COMMENT. Refractory status epilepticus in childhood carries a high mortality (32%) and morbidity that are related to the etiology, age, EEG, and duration of suppressive treatment. Younger patients with presumed encephalitis and multifocal EEGs require prolonged suppressive therapy and the outcome is especially poor.
The findings were similar in a study of 346 adolescent and adult patients with status epilepticus reported from the Netherlands . A poor outcome was related especially to the underlying cause and status symptomatic of an acute illness, a duration of >4 hours, the occurrence of medical complications, and inadequate therapy. Of 38 patients who died, 44% had received insufficient therapy.

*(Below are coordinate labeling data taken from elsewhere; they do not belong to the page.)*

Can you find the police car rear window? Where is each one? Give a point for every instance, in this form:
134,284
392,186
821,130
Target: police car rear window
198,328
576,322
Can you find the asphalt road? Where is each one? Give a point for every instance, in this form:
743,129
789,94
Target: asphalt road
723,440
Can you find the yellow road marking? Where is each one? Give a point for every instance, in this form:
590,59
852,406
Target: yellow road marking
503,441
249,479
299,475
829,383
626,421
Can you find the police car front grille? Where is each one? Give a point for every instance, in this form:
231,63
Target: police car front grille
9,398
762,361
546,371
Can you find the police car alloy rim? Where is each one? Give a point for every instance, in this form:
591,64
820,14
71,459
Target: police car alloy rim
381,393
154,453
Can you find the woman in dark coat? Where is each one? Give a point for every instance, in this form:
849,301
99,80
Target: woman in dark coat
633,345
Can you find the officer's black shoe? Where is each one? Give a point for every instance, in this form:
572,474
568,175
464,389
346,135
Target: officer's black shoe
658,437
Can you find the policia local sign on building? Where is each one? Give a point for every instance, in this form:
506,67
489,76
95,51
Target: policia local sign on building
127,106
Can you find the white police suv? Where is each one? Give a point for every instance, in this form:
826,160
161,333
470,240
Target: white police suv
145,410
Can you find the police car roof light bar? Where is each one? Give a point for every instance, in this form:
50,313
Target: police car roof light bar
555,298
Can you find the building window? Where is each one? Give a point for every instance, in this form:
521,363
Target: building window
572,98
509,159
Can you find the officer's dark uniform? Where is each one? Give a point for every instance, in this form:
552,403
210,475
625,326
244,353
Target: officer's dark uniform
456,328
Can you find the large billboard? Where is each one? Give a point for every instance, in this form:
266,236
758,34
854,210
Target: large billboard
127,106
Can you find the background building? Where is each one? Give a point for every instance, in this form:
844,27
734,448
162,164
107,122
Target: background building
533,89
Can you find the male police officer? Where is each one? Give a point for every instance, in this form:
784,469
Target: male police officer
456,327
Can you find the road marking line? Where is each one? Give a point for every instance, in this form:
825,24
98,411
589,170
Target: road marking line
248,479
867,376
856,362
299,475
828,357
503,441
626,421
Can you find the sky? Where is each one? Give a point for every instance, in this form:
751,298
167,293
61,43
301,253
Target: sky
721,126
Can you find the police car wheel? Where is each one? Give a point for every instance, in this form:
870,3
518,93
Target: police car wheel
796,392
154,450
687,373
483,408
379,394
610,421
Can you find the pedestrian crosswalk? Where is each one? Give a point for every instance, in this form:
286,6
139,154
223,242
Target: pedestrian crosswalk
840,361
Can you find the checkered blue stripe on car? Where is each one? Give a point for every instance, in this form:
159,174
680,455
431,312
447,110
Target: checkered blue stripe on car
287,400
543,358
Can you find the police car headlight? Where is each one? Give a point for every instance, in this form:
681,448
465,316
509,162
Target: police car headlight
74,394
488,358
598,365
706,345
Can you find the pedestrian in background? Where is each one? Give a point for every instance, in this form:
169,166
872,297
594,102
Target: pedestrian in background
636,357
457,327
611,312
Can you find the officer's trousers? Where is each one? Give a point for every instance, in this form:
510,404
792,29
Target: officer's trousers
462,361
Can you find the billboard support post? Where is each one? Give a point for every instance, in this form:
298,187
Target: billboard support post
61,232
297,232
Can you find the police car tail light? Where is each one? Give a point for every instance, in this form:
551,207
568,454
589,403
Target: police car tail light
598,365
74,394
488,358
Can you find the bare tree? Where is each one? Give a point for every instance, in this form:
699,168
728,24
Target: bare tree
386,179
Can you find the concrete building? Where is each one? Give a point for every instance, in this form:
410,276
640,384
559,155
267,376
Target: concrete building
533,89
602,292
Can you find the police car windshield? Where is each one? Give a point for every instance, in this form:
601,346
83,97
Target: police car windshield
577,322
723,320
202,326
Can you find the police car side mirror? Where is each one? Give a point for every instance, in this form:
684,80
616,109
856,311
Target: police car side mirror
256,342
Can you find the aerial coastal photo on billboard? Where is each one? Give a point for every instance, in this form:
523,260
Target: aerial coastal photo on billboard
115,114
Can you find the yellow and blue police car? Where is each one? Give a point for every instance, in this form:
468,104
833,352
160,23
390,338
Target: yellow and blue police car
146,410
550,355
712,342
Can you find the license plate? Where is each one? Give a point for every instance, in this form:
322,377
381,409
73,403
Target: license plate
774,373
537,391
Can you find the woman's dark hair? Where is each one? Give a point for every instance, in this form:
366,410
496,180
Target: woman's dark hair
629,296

A study in 74 adults with 83 episodes of status epilepticus at the Neurologial Institute, New York, found a mortality of 21% which was correlated with increased age and acute symptomatic seizures. Increased length of hospitalization and acute symptomatic seizures were predictors of functional disability in 23% of patients with nonfatal episodes. 
Regarding long-term outcome, the occurrence of status with recovery had no adverse effects in a cohort of 342 children, when followed prospectively for a mean of 72 months . It appears that mortality with status is related particularly to the cause of the status and the association of an acute illness such as encephalitis or encephalopathy, and sometimes to inadequate therapy. Although the majority of single, generalized tonic-clonic seizures are self-limiting and no more than 2 to 4 minutes duration, a seizure lasting 5 minutes or more may progress to status and should be treated aggressively. The prevention of status and the effective treatment of status are dependent on the avoidance of delay in initiating anticonvulsant therapy, and the adherence to a well-defined protocol outlined for emergency room physicians to follow. (Leppik IE, 2000; see Progress in Pediatric Neurology III, PNB Publ, 1997;102).